Babies First Foods – When to Introduce Each Food

Introducing solids to your baby’s diet around 6 months of age ensures your baby receives all the essential vitamins and minerals needed to develop into a healthy child. The recommendation from the Dietary Guidelines for Children and Adolescents in Australia is to introduce solid food from around 6 months but not before 4 months, with breast milk still being the most important part of your baby’s diet.

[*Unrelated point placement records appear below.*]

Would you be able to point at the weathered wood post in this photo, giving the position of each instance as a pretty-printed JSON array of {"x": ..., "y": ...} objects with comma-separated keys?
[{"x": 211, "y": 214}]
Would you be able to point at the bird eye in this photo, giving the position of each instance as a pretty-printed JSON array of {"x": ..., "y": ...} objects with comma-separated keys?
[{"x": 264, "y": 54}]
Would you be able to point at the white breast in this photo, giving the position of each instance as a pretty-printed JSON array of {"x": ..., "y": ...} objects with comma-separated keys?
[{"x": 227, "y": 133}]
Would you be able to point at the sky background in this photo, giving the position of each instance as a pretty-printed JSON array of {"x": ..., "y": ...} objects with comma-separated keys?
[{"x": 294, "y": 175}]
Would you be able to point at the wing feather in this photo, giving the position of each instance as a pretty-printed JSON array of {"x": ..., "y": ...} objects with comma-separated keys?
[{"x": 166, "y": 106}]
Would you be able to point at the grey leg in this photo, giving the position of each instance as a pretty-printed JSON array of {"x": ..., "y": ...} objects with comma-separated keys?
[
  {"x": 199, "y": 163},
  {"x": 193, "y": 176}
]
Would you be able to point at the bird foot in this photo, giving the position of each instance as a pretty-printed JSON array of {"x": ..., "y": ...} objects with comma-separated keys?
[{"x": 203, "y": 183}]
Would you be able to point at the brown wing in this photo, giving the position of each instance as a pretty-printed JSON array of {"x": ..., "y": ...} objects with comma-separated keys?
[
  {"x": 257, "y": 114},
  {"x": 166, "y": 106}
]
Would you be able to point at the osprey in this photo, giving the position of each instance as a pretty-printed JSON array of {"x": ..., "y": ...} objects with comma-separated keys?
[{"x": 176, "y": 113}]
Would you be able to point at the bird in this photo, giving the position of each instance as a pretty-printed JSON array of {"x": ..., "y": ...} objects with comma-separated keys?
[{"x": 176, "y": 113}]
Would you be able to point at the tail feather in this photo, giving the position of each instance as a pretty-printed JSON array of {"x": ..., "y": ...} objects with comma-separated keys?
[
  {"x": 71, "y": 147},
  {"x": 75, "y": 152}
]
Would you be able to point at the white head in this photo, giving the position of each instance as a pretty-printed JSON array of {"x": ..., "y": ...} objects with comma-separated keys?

Babies First Foods – When to Introduce each food:

6 months

  • Breast or bottle feed your baby first then start by offering food.
  • Use a small plastic spoon with smooth rounded edges.
  • First foods need to be smooth and pureed with no lumps.
  • To prevent iron deficiency, iron-containing nutritious foods are recommended to be the first foods. Iron containing foods include iron-fortified cereals, pureed meat, poultry, fish, cooked egg and legumes (such as chick peas) and cooked plain tofu are also good sources of iron.
  • Baby rice cereal is a good start as it is nice and smooth and high in iron content. You can mix it with breast milk, formula or cool boiled water.
  • Start with 1 or 2 teaspoons to begin with, then increase to 3 or 4, and build up to 3 meals a day at your baby’s own pace.
  • Start by offering one new food at a time and waiting a few days to introduce another one.
  • There is no particular order in which to introduce solid foods but a good place to start with are pureed fruits and vegetables such as cooked apple, pear, pumpkin, sweet potato, carrots and zucchini.

Baby First foods

7-8 months

  • Once your baby is eating pureed food well you can start to introduce foods with a higher protein and iron content and a thicker texture.
  • Mince or mash foods with a lumpy texture.
  • Introduce well cooked meats like meat, chicken and fish.
  • Wheat based cereals, breads/toasts, couscous, pasta and rice.
  • Beans and lentils
  • Foods can be introduced in any order provided iron-rich nutritious foods are the first foods and the texture is suitable for the infant’s stage of development.
  • Cow’s milk products including full-fat yoghurt, cheese and custard may be given, but not cow’s milk as a main drink before 12 months.
  • Start to offer a few different choices at meal times and always include a nice balanced healthy meal. Or you may want to try baby-led weaning.
  • Do not add sugar or honey to infant foods as this increases the risk of dental caries.

finger food


  • Your child will have started to grip and pick things up at this age, making it an ideal time to introduce finger foods.
  • Small pieces of well cooked vegetables such as broccoli and pumpkin.
  • Finger sandwiches, banana pieces,
  • Thin strips of meat, chicken and ham, cooked pasta.
  • Soft cubes of cheese.
  • Encourage your child to drink from a cup; breast milk should still be the major source of milk until your child is 12 months of age.
  • Offer water between meals and avoid juices, added sugar, preservatives or additives in any way.
  • Offer your child fresh healthy food at all times.

Introducing Egg and Peanut

  • All infants should be given foods that are common food allergens including peanut butter, cooked egg, dairy and wheat products in the first year of life. This includes infants considered to be at high risk of developing food allergy.
  • Parents are sometimes worried about giving egg and peanut butter to their infants, as they are common food allergens. However, it is best to offer your infant cooked egg and peanut butter regularly, starting before 12 months of age.
  • Introduce cooked egg (e.g. egg in muffins) and peanut butter in the morning so that you can watch your infant and easily respond to any potential reaction.
  • The ASCIA recommend introducing cooked egg and peanut butter in small amounts to start with. Offer well cooked egg and peanut paste. You can do this by mixing a small amount of hard-boiled egg or peanut paste (for example ¼ baby spoon) into your infant’s usual food (e.g. vegetable puree), and gradually increasing the amount (up to several spoons full) if your infant is not having any allergic reactions.
  • Smearing food on the skin will not help to identify possible food allergies, but you can rub a small amount of the food on the inside of your infant’s lip as a starting point. If there is no reaction after a few minutes, you can start giving small amounts of the food as above. Never rub food on infant skin, especially if they have eczema.

If you notice any swelling of the lips, eyes or face; skin rashes such as hives or welts, vomiting, trouble breathing, or any change in your infant’s well-being (e.g. becoming very unsettled) soon after giving a new food, your infant could be having an allergic reaction and you should seek medical help. For severe symptoms (anaphylaxis) such as difficulty breathing, pale and floppy, swollen tongue, call an ambulance. Further information about the signs and symptoms of mild to moderate and severe (anaphylaxis) allergic reactions, is available from the ASCIA website:

By 12 months

  • Your child should be eating well balanced healthy meals with the family and be able to eat independently (always with supervision).
  • Start to drink from a cup. Cows milk can be introduced.
  • Eating a wide variety of foods and textures.
  • Avoiding foods that could cause a choking hazard like uncooked vegetables and fruits (whole Grapes), popcorn, hard lollies and nuts.
  • Do not add salt to foods for infants.